Gostaria de vir aqui e escrever que durante esta pandemia tenho visto ônibus desocupados, ruas vazias e supermercados onde as pessoas mantém a maior distância possível. Gostaria de contar que estão todos muito engajados a fazer o necessário para evitar contato social e desacelerar a contaminação. Gostaria de poder falar que temos um presidente consciente da situação, que não está poupando esforços para proteger a população.
Queria muito poder falar de tudo isso. Mas eu sou jornalista, não uma escritora de ficção. Por isso tenho que vir aqui contar que as ruas estão cheias e os ônibus estão lotados. Contar que ontem vi um grupo, sentado na frente do supermercado, em uma roda, dividindo cerveja; sem máscaras, sem proteção, sem cuidado, sem responsabilidade social, sem nada. Tenho que contar que a cada absurdo que o presidente da república diz e faz me deixa estarrecida. Tenho que contar que a cada dia que vejo a atualização dos novos casos da doença, dos novos óbitos, eu choro.

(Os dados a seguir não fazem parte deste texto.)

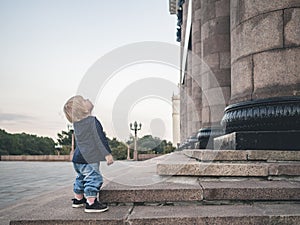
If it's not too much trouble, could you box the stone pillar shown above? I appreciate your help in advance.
[180,2,188,145]
[217,0,300,150]
[191,0,202,133]
[198,0,231,148]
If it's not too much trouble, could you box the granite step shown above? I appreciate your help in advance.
[157,151,300,178]
[99,179,300,204]
[4,187,300,225]
[128,204,300,225]
[182,149,300,162]
[99,182,202,203]
[10,202,300,225]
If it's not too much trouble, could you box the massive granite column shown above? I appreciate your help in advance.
[177,1,188,144]
[191,0,202,133]
[199,0,231,148]
[215,0,300,149]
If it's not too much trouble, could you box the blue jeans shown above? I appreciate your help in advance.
[73,163,103,198]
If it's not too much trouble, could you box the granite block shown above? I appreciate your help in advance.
[231,11,283,62]
[253,48,300,98]
[231,56,253,102]
[284,6,300,47]
[200,180,300,201]
[247,150,300,161]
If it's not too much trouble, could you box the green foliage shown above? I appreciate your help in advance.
[108,138,127,160]
[128,135,175,154]
[0,129,55,155]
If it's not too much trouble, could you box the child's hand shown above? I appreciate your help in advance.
[105,154,114,166]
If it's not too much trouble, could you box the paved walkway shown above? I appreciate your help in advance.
[0,160,163,210]
[0,161,75,209]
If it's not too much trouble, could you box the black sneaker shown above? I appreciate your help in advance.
[84,200,108,212]
[72,197,86,208]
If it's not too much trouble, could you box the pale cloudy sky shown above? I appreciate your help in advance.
[0,0,179,140]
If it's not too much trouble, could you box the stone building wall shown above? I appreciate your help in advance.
[170,0,300,148]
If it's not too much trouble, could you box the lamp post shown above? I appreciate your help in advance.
[68,124,75,161]
[130,121,142,161]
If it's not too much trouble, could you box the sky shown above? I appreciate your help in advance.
[0,0,179,140]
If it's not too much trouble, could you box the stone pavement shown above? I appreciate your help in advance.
[0,150,300,225]
[0,161,75,209]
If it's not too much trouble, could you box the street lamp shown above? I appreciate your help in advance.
[68,124,75,161]
[130,121,142,161]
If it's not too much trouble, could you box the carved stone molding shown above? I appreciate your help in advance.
[221,96,300,133]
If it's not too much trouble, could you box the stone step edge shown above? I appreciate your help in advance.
[99,180,300,203]
[156,161,300,177]
[10,204,300,225]
[182,149,300,162]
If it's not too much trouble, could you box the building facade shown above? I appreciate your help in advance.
[169,0,300,149]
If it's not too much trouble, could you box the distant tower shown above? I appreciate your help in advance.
[172,94,180,147]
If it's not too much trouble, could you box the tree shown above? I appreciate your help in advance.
[107,138,127,160]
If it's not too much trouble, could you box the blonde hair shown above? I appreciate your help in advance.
[64,95,91,123]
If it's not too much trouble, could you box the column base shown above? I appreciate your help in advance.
[214,131,300,151]
[197,127,224,149]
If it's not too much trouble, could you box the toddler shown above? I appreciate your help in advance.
[64,95,113,212]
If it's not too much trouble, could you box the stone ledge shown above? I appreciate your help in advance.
[200,180,300,201]
[183,149,300,162]
[128,204,300,225]
[157,162,268,177]
[99,182,203,203]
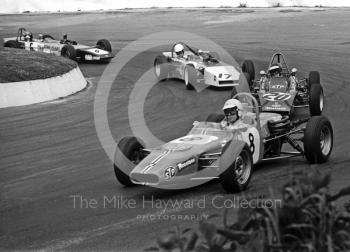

Ser jornalista em tempos de pandemia é continuar fazendo todos os esforços necessários para que a informação não deixe de circular, apesar de todos os pesares. Alguns dizem que só servimos para empilhar os corpos e colocá-los na frente das câmeras. Às vezes sim. Agora, infelizmente, é uma dessas vezes. Mas não é só mostrar por mostrar. É mostrar buscando que o mínimo de consciência brote na cabeça dos mais descrentes. Nós sabemos que pessoas morrem todos os dias. Mas não assim. E temos que mostrar para que isso fique claro.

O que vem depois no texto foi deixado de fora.